Joining together of separate terranes along a major fault zone

In structural geology, a suture is a joining along a major fault zone, of separate terranes, tectonic units that have different plate tectonic, metamorphic and paleogeographic histories. The suture is often represented on the surface by an orogen or mountain range.

==Overview==
In plate tectonics, sutures are the remains of subduction zones, and the terranes that are joined are interpreted as fragments of different palaeocontinents or tectonic plates.
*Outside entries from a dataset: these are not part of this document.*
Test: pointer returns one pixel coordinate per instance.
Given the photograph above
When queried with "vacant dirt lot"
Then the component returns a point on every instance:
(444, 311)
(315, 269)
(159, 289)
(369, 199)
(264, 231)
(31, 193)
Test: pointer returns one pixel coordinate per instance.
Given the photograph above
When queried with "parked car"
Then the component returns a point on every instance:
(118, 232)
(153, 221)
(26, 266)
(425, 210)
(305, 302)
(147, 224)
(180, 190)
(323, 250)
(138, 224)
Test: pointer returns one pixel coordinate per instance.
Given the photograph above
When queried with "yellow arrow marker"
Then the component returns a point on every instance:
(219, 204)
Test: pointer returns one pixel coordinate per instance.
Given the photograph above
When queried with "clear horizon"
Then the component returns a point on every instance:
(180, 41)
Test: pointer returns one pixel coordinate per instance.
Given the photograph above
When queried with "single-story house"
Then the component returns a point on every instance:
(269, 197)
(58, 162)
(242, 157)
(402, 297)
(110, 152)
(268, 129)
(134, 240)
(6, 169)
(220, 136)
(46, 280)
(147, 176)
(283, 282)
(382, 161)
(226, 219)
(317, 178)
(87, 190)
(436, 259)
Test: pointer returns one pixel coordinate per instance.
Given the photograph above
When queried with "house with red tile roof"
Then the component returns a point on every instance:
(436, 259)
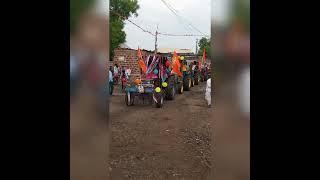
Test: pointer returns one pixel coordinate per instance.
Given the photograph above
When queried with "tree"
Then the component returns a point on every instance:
(77, 7)
(241, 13)
(125, 8)
(205, 43)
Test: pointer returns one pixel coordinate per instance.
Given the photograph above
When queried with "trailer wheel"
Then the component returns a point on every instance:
(170, 92)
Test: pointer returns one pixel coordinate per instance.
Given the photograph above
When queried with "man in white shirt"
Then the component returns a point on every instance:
(110, 82)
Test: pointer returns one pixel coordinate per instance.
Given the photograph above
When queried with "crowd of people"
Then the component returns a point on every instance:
(117, 73)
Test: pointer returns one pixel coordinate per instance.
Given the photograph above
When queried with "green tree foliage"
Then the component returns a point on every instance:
(126, 8)
(205, 43)
(77, 7)
(241, 13)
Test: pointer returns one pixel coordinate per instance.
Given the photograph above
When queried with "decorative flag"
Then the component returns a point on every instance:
(204, 55)
(141, 62)
(176, 64)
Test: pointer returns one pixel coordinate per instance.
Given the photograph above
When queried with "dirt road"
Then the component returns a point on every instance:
(174, 142)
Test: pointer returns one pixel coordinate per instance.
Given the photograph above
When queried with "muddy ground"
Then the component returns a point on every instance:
(174, 142)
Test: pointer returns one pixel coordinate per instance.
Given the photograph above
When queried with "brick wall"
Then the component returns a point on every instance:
(129, 59)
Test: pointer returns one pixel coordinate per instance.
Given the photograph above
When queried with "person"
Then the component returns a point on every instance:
(116, 73)
(110, 81)
(184, 68)
(128, 73)
(73, 74)
(123, 77)
(208, 92)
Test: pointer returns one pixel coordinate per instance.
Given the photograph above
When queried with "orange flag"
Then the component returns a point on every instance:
(176, 64)
(141, 62)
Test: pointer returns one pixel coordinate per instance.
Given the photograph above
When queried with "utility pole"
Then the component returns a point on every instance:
(156, 40)
(197, 47)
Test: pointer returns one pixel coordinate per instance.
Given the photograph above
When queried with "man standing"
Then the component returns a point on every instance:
(208, 92)
(128, 73)
(110, 81)
(116, 73)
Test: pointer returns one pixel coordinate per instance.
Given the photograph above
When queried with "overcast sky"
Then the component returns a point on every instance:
(153, 12)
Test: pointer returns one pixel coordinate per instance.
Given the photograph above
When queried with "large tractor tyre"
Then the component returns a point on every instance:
(170, 92)
(196, 79)
(157, 99)
(180, 88)
(129, 98)
(187, 83)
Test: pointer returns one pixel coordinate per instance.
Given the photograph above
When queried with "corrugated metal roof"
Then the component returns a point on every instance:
(171, 50)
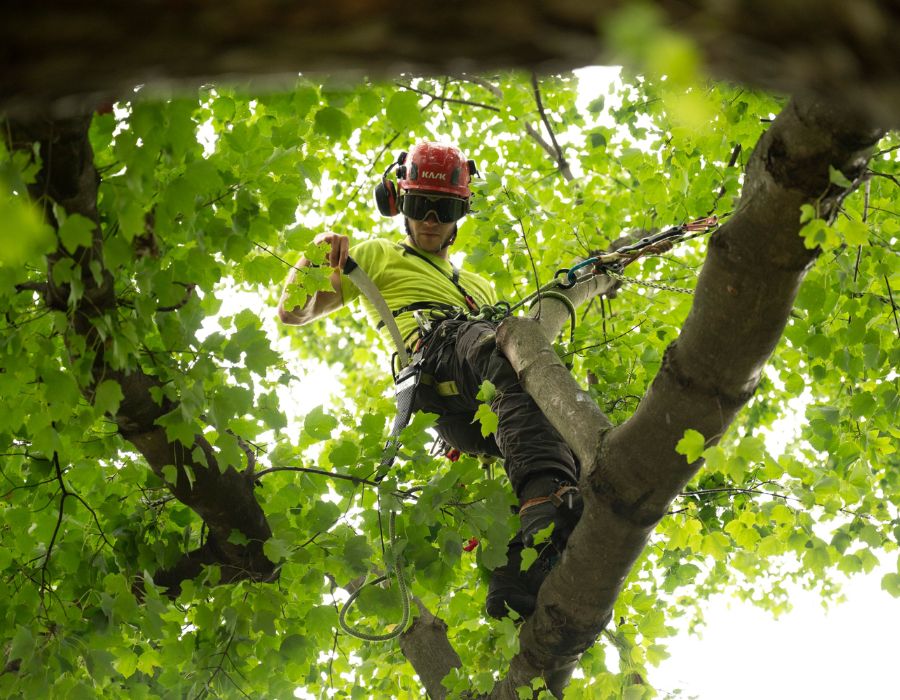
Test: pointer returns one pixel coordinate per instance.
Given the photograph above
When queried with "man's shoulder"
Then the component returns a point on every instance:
(373, 247)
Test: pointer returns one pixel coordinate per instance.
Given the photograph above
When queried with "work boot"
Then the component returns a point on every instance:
(509, 586)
Outcrops of sutures can vary in width from a few hundred meters to a couple of kilometers. They can be networks of mylonitic shear zones or brittle fault zones, but are usually both. Sutures are usually associated with igneous intrusions and tectonic lenses with varying kinds of lithologies from plutonic rocks to ophiolitic fragments.

An example from Great Britain is the Iapetus Suture which, though now concealed beneath younger rocks, has been determined by geophysical means to run along a line roughly parallel with the Anglo-Scottish border and represents the joint between the former continent of Laurentia to the north and the former micro-continent of Avalonia to the south. Avalonia is in fact a plain which dips steeply northwestwards through the crust, underthrusting Laurentia.

==Paleontological use==
When used in paleontology, suture can also refer to fossil exoskeletons, as in the suture line, a division on a trilobite between the free cheek and the fixed cheek; this suture line allowed the trilobite to perform ecdysis (the shedding of its skin).